There's not much I can really say about the world Cup final that hasn't been said. I'm still not convinced on the issue of using penalty kicks to settle a drawn final, though. Surely there must be a better way to resolve a game as big as the WC final? My mind goes back to what the Sportstar said after the 1994 final which also saw a penalty shoot out "Not the perfect solution, but the best we have". And I tend to agree, in a resigned sort of way. It would certainly be unfair to make them play another game. The toss of a coin, as suggested by one paper, is ridiculous. In the 1950 world cup, I noticed, they pitted the final four times against each other in a round- robin group, meaning instead of semifinals and a final, each team played each other once and the team which finished on the highest number of points at the end, won. As it turned out, the last game between Brazil and Uruguay was effectively a final match as the team which won would finsih on top, and thus get the title. I don't think such a method would go down with the fans too well today, though. Penalties are here to stay.

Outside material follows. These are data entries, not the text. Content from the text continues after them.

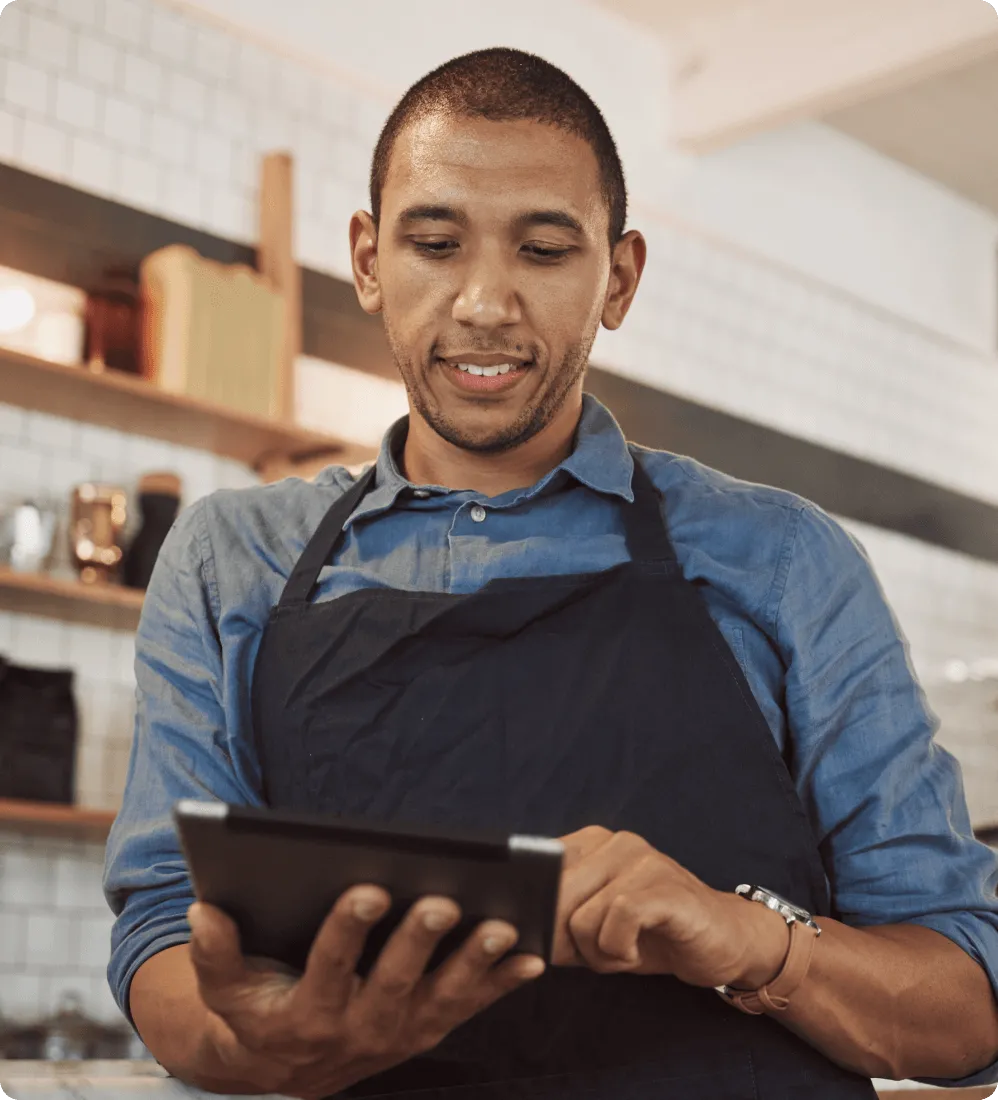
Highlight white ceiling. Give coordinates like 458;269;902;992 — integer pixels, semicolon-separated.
590;0;757;34
825;51;998;216
597;0;998;216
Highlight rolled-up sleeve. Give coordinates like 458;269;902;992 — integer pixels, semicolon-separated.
103;498;264;1025
780;504;998;1087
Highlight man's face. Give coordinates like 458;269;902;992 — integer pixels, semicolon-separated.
367;112;615;455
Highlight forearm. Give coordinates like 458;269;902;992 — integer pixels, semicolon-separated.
742;908;998;1080
131;945;281;1095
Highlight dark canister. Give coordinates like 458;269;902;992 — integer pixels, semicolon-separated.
0;656;78;803
123;472;182;590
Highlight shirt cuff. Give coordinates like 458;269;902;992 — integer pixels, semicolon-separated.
108;902;193;1030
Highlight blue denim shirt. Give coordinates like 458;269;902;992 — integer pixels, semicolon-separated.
105;394;998;1085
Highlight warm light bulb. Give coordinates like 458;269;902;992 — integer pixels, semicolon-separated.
0;286;36;334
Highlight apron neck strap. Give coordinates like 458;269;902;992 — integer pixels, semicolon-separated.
623;457;679;564
278;455;677;609
279;464;378;607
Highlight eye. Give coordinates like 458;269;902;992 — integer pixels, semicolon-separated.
413;240;458;256
523;245;572;262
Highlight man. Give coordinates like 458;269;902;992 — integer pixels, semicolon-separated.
105;47;998;1099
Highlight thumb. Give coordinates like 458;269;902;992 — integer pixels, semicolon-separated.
187;901;249;1006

These days, the penalty shootout has become serious business. Arguably, it's a test of skill as much as nerves although most of us like to believe it's pure luck. Strategies have actually evolved to the point where we see Sven-Goran-Errikson bringing on Jamie Carragher late in the game specifically for the shootout. Likewise in the final, when Frank Ribery was substituted for for poor David Trezeguet. All the talk in the closing moments was about how "France are without their best penalty takers" namely Zidane and Henry. In the quarterfinals, Portugal's Ricardo produced a superhuman effort to block three England penalty kicks and the commentators went on about how he "revels in these situations". Goes to show that the shootout has not become merely an accepted, but a necessary part of strategy. To digress a bit, there was once an ICC experiment to decide abandoned ODI cricket matches on a 'shoot-out' meaning five bowlers on each side try to knock over the stumps with one delivery each, and the winner is the side which is able to hit the stumps more often. Seems an unthinkable, just as the penalty shootout was ages ago, but ten or twenty years down the line who knows?

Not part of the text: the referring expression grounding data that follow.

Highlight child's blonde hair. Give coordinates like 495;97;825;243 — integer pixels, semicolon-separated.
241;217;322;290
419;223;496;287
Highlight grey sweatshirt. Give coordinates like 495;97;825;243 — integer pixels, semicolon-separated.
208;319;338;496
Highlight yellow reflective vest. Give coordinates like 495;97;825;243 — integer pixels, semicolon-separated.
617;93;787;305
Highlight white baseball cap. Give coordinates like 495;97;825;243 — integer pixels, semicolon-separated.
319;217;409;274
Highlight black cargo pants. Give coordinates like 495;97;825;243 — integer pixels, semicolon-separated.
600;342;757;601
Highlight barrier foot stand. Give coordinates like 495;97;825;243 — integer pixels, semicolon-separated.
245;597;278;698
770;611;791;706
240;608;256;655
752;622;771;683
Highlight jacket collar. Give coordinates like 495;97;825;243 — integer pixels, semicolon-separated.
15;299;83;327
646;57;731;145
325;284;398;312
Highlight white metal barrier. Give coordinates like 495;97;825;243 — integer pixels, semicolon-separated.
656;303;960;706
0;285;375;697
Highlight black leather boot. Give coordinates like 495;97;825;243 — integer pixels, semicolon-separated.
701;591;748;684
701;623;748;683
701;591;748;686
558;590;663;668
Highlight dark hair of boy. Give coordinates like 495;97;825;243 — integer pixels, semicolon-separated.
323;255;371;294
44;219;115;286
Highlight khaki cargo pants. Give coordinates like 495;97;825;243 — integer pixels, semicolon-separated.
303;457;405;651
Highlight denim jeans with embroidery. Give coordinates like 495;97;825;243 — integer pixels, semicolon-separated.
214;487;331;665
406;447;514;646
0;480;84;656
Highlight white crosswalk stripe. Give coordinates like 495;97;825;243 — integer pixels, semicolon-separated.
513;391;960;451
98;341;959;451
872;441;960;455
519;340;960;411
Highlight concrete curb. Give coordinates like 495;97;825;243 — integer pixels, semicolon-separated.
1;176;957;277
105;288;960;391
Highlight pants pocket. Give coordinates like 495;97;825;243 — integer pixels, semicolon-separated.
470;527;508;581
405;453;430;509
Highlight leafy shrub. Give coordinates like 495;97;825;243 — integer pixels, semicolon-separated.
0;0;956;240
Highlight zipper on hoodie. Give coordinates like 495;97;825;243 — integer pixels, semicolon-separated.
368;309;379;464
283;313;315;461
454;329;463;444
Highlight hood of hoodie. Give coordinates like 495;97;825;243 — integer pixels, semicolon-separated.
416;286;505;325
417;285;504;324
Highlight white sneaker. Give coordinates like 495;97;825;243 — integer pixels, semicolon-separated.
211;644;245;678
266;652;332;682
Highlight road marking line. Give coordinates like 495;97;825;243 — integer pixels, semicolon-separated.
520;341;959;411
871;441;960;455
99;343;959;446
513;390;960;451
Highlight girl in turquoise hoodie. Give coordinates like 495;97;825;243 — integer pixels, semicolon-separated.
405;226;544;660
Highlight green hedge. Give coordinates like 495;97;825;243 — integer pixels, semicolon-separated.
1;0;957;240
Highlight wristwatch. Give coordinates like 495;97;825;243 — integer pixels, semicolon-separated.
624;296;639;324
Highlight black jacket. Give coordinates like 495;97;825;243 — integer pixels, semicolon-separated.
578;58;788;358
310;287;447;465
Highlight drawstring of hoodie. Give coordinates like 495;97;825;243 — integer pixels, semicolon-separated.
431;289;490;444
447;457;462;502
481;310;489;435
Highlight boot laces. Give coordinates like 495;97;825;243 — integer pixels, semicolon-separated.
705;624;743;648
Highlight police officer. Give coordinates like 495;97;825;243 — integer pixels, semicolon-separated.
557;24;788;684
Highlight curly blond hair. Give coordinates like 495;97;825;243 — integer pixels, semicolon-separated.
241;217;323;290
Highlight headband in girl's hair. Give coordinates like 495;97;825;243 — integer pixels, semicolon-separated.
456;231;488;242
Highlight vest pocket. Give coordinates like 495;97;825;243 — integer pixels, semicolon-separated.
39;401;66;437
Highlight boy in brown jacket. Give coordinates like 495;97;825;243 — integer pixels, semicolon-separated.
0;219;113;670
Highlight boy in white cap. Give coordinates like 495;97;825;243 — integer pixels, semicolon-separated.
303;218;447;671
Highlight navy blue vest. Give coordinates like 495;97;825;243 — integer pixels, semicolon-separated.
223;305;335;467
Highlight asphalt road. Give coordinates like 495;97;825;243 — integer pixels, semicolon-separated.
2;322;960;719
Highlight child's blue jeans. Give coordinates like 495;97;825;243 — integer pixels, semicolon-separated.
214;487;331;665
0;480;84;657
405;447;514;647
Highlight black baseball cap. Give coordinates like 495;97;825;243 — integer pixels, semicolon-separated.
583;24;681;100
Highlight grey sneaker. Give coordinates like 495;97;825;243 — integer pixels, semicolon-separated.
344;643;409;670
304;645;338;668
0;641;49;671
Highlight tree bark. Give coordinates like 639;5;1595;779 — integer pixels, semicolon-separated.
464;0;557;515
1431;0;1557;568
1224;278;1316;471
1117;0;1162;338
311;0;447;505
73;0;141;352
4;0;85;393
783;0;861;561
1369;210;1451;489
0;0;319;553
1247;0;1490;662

In the last post I commented about Zidane and an otherwise unmemorable World Cup. After all that, it looks like the Cup will be well remembered after all, though not in a way that would please fans and critics alike. The headbutting issue has been done to death in the papers so I won't get into it. I'd just like to say I think Zidane was destined to go out in an unpredictable manner, yet another way of keeping his fans guessing. He tantalized football fans in general and his followers in particular with that audacious penalty kick. He kept them hopeful with his midfield runs and deft passing. He almost brought them all to his feet with that header. He had them asking "Why, oh why" with his inglorious exit. Like all flawed geniuses, you never knew quite what you would get, nothing would be neat and tidy or according to a perfect script. 'Script' is actually an appropriate word....his role in the final played like a movie. But truth is always stranger than fiction, as we (and Zidane) found out. It wasn't an altogether unhappy ending, he did win the golden ball. But, in a world that increasingly loves to paint in black and white, there was to be no ordinary or straightfoward exit for him. Simply haunting, this final was.